Readers who love To Kill A Mockingbird with the passion of a true believer should not read Go Set A Watchman. However, if you want to know more about Nelle Harper Lee, how books used to be edited, and how a decent literary novel evolved into one of the greatest novels of all time, then you’ll probably need to read Go Set A Watchman.

Atticus Finch, the father in To Kill A Mockingbird by Harper Lee is one of the most beloved, admired and respected character in all of literature. How was such a character created? Before this year most readers assumed Harper Lee based Atticus Finch on her father, Amasa Coleman Lee, a real-life lawyer, using her mother, Frances Finch, family’s name. Superficially, it appears we have many clues to suggest the story was autobiographical. This month, Go Set A Watchman was published, an earlier draft of what would become To Kill A Mockingbird. Atticus Finch in Watchman is a much different man than the literary saint he became in the final version?

Atticus Finch

I am troubled by the implication of many reviewers of the Go Set A Watchman that the 1930s Atticus Finch of To Kill A Mockingbird has matured into the 1950s Atticus Finch of Go Set A Watchman. 1950s Atticus was created first even though his story appears second in print and second in time. 1930s Atticus evolved from 1950s Atticus.

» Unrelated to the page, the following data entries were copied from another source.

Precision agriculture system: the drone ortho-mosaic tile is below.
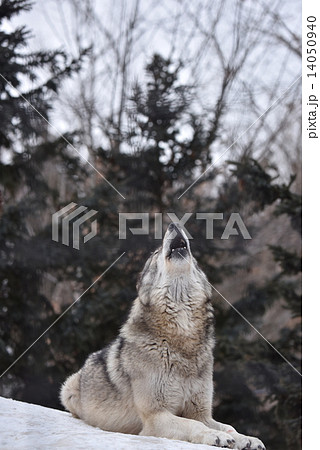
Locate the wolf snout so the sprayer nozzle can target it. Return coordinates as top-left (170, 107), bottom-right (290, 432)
top-left (166, 223), bottom-right (189, 259)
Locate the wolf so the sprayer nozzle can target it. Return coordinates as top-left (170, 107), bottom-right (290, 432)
top-left (60, 223), bottom-right (265, 450)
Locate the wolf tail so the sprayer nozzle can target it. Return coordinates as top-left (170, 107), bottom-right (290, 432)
top-left (60, 370), bottom-right (81, 417)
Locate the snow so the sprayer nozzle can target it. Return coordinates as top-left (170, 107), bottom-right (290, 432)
top-left (0, 397), bottom-right (225, 450)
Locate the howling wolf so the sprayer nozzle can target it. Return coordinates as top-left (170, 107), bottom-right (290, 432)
top-left (60, 223), bottom-right (265, 450)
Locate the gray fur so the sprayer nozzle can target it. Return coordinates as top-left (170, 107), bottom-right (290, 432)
top-left (60, 224), bottom-right (264, 449)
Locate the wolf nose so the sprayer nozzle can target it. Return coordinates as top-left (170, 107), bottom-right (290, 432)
top-left (168, 222), bottom-right (179, 231)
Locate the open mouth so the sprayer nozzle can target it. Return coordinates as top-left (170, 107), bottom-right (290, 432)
top-left (167, 232), bottom-right (188, 259)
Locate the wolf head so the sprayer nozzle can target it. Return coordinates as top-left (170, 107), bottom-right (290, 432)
top-left (137, 223), bottom-right (211, 304)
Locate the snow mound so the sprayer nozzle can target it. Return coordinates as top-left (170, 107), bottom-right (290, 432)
top-left (0, 397), bottom-right (224, 450)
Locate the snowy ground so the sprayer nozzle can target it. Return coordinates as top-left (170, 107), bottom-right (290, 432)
top-left (0, 397), bottom-right (224, 450)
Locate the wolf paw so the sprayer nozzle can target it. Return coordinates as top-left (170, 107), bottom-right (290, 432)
top-left (192, 430), bottom-right (236, 448)
top-left (233, 434), bottom-right (266, 450)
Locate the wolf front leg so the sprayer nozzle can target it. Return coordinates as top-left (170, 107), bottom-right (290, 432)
top-left (132, 381), bottom-right (234, 448)
top-left (182, 375), bottom-right (265, 450)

The Invisible Hand Behind Harper’s Lee ‘To Kill a Mockingbird’” by Jonathan Mahler at the New York Times gives us some clues. Harper Lee was lucky to find Tay Hohoff at J. B. Lippincott for her editor. Hohoff was the old fashioned kind of editor that worked extensively with a writer to shape their novels. Hohoff convinced Lee not to go with the novel she submitted.  I assume that submission is close to what we’re reading now as Go Set A Watchman. Lee and Hohoff worked two years editing the book that became To Kill A Mockingbird in 1960. Mahler also brings up one other valuable clue—Hohoff wrote A Ministry to Man, a biography of John Lovejoy Elliott during this time that was published in 1959. There might be a good bit of Lovejoy in Atticus since the two woman worked so closely together, and the editor may have convinced Lee to create a more humanistic hero for her story.

My guess is Atticus Finch in Go Set A Watchman was probably closer to Amasa Coleman Lee, and the Atticus in Mockingbird is closer to John Lovejoy Elliott. But I also assume that Atticus is mostly the creation of Nelle Harper Lee. We can never know the actual scientific details of the evolution of Atticus Finch. It’s not too wild of a speculation that Hohoff convinced Lee that she needed a likable hero which Atticus Watchman was not. How much Hohoff actually contributed to the creation of Atticus is unknown.

We love Jean Louise ‘Scout’ Finch in To Kill A Mockingbird, but her story would not have made the novel one of the perfect novels of all time. The success of Mockingbird tells me a great novel needs a great character that will be widely loved. How did Harper Lee learn this? From Hohoff? What about from her real father? We don’t know what Amasa Lee was like, but if he was closer to the Atticus Finch in Watchman, he could have taught Nelle Lee she needed a saint and not a real person like himself to create an immortal character. This is just speculation, but the ending of Go Set A Watchman makes me wonder if Nelle was inspired by her father to become a prophet for her cause. (By the way, a prophet is not one who predicts the future, but one who shapes the future. Harper Lee is a true prophet.)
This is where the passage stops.